If state revenues are inadequate to fund important government functions, like schools and social services, then localities are left to figure out how to address these inadequacies. Leaving them un-addressed diminishes the quality of life and opportunity in communities. But addressing them means money must be raised locally, to make up for the inadequacies of the state’s revenue system, and that puts upward pressure on the property tax.
However, the one tax that is comparatively higher in Illinois than other states is the property tax; in fact, it is the second highest after New Jersey. Yet, Illinois has a flat income tax that is among the lowest, certainly below almost all of our neighboring states. As a result, Illinois is 50th in state contributions to school funding, contributing just 24.9% of overall education spending.
In Minnesota, the state provides 66.7% of funding for public schools. Michigan provides 60.2%, Indiana provides 56.1%, Iowa provides 53.5%, Wisconsin provides 45.9%, Ohio provides 45.6%, and Missouri provides 32.5%.
Localities in Illinois that wish to have better schools have had to rely on property taxes for additional funding.
In fact, property taxes provide a greater share of funding for public schools in Illinois than in any other state, at a whopping 58% – the national average is only 36.4%. In the Midwest, every state with a graduated income tax (like the Fair Tax would create in Illinois) relies substantially less on property taxes to fund schools than Illinois: Minnesota (13.6% of K-12 funding), Iowa (32.5%), Ohio (39.2%), Missouri (46%), and Wisconsin (42.9%).
Due to its perennial budget crises, Illinois has also been starving localities of funding for community mental health and a myriad of other social services. This has led to jails becoming overcrowded and serving as the leading mental health facility in the state, which has resulted in our communities experiencing violence and other signs of stress as a result. Jails, police, and other measures require local funding from property taxes. The need for these services increases when the state is not supporting them or investing in the programs that reduce the need.
According to the Census Bureau, Illinois ranks 8th in the nation in the percentage of all state and local revenues that are from property taxes (22.9%). Every other state in the Midwest relies to a lesser extent on property taxes: Wisconsin (19.3% of all state and local revenues), Michigan (16.3%), Iowa (16%), Minnesota (14.9%), and Missouri (13.6%).

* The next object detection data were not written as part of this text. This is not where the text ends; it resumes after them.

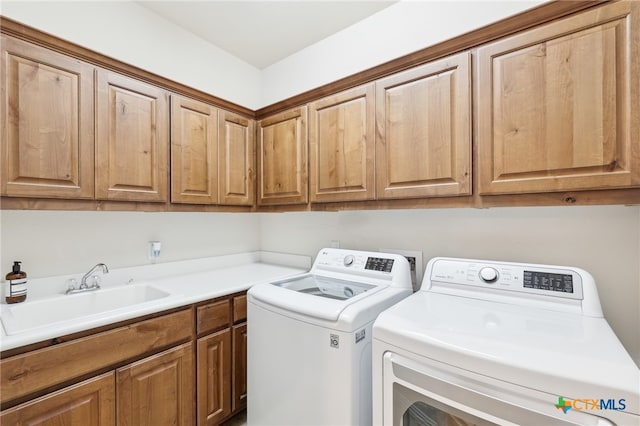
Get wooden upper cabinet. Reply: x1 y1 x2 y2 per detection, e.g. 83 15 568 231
0 36 94 199
96 70 169 201
171 95 218 204
478 2 640 194
258 106 308 205
218 111 255 206
309 83 375 202
376 52 471 199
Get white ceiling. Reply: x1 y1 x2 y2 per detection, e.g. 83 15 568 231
137 0 397 69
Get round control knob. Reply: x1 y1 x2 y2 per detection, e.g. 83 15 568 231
480 267 498 283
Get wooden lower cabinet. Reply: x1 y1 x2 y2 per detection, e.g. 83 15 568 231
197 328 231 425
231 322 247 412
116 343 194 426
0 371 115 426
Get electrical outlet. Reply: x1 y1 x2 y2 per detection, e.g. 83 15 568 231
378 249 423 291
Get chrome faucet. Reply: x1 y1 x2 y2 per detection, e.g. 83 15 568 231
65 263 109 294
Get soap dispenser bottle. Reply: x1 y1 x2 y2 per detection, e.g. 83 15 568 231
5 261 27 303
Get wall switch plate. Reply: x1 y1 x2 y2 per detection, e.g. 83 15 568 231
378 249 424 291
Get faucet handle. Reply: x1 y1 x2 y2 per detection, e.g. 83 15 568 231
88 275 102 288
66 278 78 294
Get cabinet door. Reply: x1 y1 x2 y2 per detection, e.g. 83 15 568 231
96 70 169 201
309 84 375 202
116 343 194 426
197 328 231 426
478 2 640 194
258 106 307 205
218 111 255 206
171 95 218 204
0 372 116 426
0 36 94 198
232 322 247 412
376 52 471 198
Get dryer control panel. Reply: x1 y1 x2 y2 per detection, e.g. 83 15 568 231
430 259 582 299
421 257 602 316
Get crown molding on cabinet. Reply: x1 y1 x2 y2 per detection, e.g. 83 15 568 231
0 15 255 118
0 0 609 120
255 0 608 120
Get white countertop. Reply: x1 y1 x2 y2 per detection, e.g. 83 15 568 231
0 252 311 351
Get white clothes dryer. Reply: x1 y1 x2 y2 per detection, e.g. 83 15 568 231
373 258 640 426
247 248 412 426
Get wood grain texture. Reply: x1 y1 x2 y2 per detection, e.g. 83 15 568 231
196 299 231 335
255 0 603 120
197 328 232 426
0 309 193 404
96 70 169 202
376 52 472 199
171 95 218 204
116 342 195 426
478 2 640 194
309 84 375 202
0 36 94 198
258 106 308 205
218 111 256 206
0 372 116 426
0 16 255 118
231 323 247 413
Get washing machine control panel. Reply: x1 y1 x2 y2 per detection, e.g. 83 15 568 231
315 250 395 274
430 259 582 299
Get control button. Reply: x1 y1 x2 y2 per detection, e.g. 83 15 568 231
480 267 498 283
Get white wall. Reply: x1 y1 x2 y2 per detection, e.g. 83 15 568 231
0 0 261 109
260 206 640 365
0 210 260 279
261 0 543 105
0 0 542 109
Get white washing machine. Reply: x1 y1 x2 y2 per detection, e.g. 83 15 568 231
373 258 640 426
247 248 412 426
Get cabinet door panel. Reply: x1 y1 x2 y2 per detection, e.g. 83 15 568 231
376 52 471 198
309 84 375 202
197 328 231 425
171 95 218 204
232 323 247 412
478 2 640 194
0 372 116 426
96 71 169 201
218 111 255 206
258 106 307 205
116 343 194 426
0 36 94 198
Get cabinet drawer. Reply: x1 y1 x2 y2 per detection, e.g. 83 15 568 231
196 299 230 334
0 372 115 426
233 294 247 324
0 309 193 403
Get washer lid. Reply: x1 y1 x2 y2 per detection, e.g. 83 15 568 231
249 273 388 322
271 275 375 300
373 292 640 414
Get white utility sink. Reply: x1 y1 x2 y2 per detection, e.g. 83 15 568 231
2 284 170 336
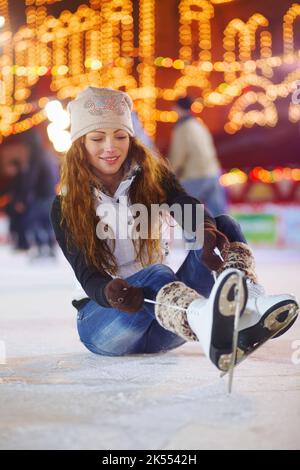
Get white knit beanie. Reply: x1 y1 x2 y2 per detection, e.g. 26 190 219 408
67 86 134 142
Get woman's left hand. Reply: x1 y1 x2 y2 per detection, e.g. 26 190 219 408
201 224 230 271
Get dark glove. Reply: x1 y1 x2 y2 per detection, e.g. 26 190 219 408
202 224 230 271
104 278 144 313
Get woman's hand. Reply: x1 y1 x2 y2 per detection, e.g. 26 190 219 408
201 224 230 271
104 278 144 313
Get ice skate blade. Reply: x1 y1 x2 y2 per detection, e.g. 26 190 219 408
220 310 299 377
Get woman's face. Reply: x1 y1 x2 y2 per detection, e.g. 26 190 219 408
84 129 130 176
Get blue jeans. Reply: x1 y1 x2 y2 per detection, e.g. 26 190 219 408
77 215 246 356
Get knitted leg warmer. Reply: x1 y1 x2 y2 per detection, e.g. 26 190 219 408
217 242 258 284
155 281 201 341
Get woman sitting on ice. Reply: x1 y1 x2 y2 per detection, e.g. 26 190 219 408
51 87 298 371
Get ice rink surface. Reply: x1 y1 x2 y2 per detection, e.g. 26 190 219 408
0 247 300 450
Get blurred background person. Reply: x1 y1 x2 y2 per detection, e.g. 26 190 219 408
131 111 158 153
169 96 227 217
0 129 59 259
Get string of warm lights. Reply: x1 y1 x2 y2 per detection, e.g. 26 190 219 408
220 167 300 187
0 0 300 143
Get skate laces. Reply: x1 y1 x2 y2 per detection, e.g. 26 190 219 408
246 279 266 298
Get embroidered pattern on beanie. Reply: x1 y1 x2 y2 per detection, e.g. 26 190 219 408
84 95 127 116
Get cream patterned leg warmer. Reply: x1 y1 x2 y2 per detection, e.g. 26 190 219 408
217 242 258 284
155 281 201 341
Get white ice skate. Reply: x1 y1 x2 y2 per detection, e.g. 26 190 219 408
238 280 299 353
186 269 247 382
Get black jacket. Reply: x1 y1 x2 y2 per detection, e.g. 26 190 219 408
51 173 215 308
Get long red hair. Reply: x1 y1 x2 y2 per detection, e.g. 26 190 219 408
61 137 170 275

The argument opponents are making that the Fair Tax “raises taxes” and should therefore be opposed seeks to take advantage of widespread frustration with high property taxes. But this only works if the truth is kept obscure. Without the Fair Tax, the state’s revenue system will continue to fall short and create pressure on the property tax, which could easily be relieved by creating a Fair Tax Now. The system most likely to be implemented in Illinois would not only raise state revenues but it would do so while simultaneously reducing the income tax rate for most taxpayers. This is a double benefit for the middle class: reduced pressure on the property tax and reduced income tax rates, which is why everyone should be supportive of a Fair Tax Now.